Hahaha, continua a fare la spiritosa, fra poco smetterai di ridere, stai bene attenta ora ti dirò dove è nato inizialmente il Woodpecker: negli anni Cinquanta apre un locale in centro a Milano Marittima, alla Terza Traversa, hai capito bene? Alla Terza Traversa e sai quale era il nome esatto del segnale russo? Duga-3, le coincidenze sono troppe, tenuto il conto che dopo quarant’anni il Woodpecker sta per essere ristrutturato e riqualificato, te ne rendi conto? Il riferimento ai quarant’anni, numero legato alle Pleiadi e perciò anche alla costellazione del Toro è connesso a una configurazione particolare celeste che prevedeva un evento eccezionale terrestre, poi salta fuori questa persona il cui nick name è Duga, ti renderai conto Lyuba che le tue ricerche hanno un senso e che devi assolutamente continuarle, no non mi interrompere”.
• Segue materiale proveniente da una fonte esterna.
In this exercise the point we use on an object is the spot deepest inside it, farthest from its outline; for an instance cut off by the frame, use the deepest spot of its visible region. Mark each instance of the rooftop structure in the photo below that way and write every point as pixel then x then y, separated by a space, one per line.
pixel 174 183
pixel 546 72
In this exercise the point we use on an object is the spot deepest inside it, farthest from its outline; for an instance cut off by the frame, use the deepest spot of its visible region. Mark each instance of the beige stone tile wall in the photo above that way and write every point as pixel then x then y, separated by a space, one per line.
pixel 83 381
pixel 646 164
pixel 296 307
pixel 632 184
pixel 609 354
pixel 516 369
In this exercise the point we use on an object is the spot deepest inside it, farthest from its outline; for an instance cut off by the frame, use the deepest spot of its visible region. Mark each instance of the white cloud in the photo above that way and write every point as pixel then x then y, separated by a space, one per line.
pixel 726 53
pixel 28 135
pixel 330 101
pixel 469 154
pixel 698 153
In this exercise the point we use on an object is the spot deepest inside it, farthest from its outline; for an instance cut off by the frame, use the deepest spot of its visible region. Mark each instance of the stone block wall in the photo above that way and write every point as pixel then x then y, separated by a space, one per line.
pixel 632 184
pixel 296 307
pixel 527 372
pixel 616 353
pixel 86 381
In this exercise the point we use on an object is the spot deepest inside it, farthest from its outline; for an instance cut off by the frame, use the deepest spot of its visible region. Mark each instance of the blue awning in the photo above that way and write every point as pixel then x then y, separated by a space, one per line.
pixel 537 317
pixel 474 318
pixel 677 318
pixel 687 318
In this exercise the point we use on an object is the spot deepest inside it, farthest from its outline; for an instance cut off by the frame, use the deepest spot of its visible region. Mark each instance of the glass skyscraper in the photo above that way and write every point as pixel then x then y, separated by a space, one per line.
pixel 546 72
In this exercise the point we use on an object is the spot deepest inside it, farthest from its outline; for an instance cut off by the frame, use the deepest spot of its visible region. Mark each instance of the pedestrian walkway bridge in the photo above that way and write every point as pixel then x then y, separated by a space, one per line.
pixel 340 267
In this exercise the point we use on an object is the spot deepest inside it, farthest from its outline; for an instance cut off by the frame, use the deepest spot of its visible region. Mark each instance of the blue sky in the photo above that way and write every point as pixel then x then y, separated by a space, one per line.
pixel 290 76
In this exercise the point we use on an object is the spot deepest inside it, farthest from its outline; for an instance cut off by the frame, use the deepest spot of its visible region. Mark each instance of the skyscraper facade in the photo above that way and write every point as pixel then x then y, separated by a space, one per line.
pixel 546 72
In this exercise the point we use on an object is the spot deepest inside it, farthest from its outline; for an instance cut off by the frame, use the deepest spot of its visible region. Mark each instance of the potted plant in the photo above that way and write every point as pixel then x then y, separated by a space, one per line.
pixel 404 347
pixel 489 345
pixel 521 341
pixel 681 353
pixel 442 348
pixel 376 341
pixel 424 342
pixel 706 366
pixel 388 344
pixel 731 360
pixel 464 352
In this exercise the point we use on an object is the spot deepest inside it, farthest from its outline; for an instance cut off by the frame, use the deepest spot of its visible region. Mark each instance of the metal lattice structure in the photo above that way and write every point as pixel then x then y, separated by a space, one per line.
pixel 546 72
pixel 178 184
“Volevo solo chiederti che cosa sta cercando questo fantomatico Duga, perché sono d’accordo con te, il gruccione mi sta indirizzando in una cerca che qualcun altro sta effettuando perché bene informato, qualcuno facente parte dell’esclusivo club della lista delle persone più ricche e quindi anche più importanti del mondo, qualcuno che sta ben lontano dalla ribalta, perché come dici tu l’anonimato è la garanzia di poter agire liberamente”.

“Te lo stavo appunto dicendo, questo Duga, sta ricercando una pianta estinta, che secondo lui fu donata agli antichi egizi dai pleiadiani. Secondo la leggenda, la pianta era stata un dono del dio Apollo alla ninfa Cirene, che dimorava in Libia e solo nella città di Cirene tale pianta era possibile coltivarla. La teoria degli antichi astronauti, non è così sballata come credi tu, ci fu un tempo in cui   genti che vennero dal cielo visitarono i popoli primitivi della terra, portando a loro conoscenza e tecnologie impensabili, furono chiamati dèi. Apollo come sai trascinava il carro del sole e del fuoco, altre macchine di fuoco appaiono nella Bibbia, come il carro di Elia o di Ezechiele. La Bibbia e la mitologia raccontano di astronavi con genti venute dal cielo: i pleiadiani sono simili a noi, ma più angelici e hanno caratteristiche apollinee, molto diversi dai rettiliani che somigliano caratterialmente di più a Dioniso, il suo opposto. La pianta chiamata silfio, fu donata da un pleiadiano, anticamente sceso in Egitto, ad una principessa libica che fondò la città di Cirene e per secoli portò enormi benefici ai suoi abitanti, tanto che il suo commercio era un compito reale e tanto da ipotizzare che il mitico giardino delle Esperidi si trovasse nella cirenaica e che l’albero con le mele d’oro non fosse altro che il silfio. Nell’antichità si diceva silfio per indicare la ricchezza estrema e si riteneva che la più grande prosperità della terra fosse costituita dal possesso di tale pianta. La cosa più strana è che questo silfio produceva una specie di gomma che era chiamata laser, di cui non si conosce l’uso, laser fa pensare subito agli alieni”.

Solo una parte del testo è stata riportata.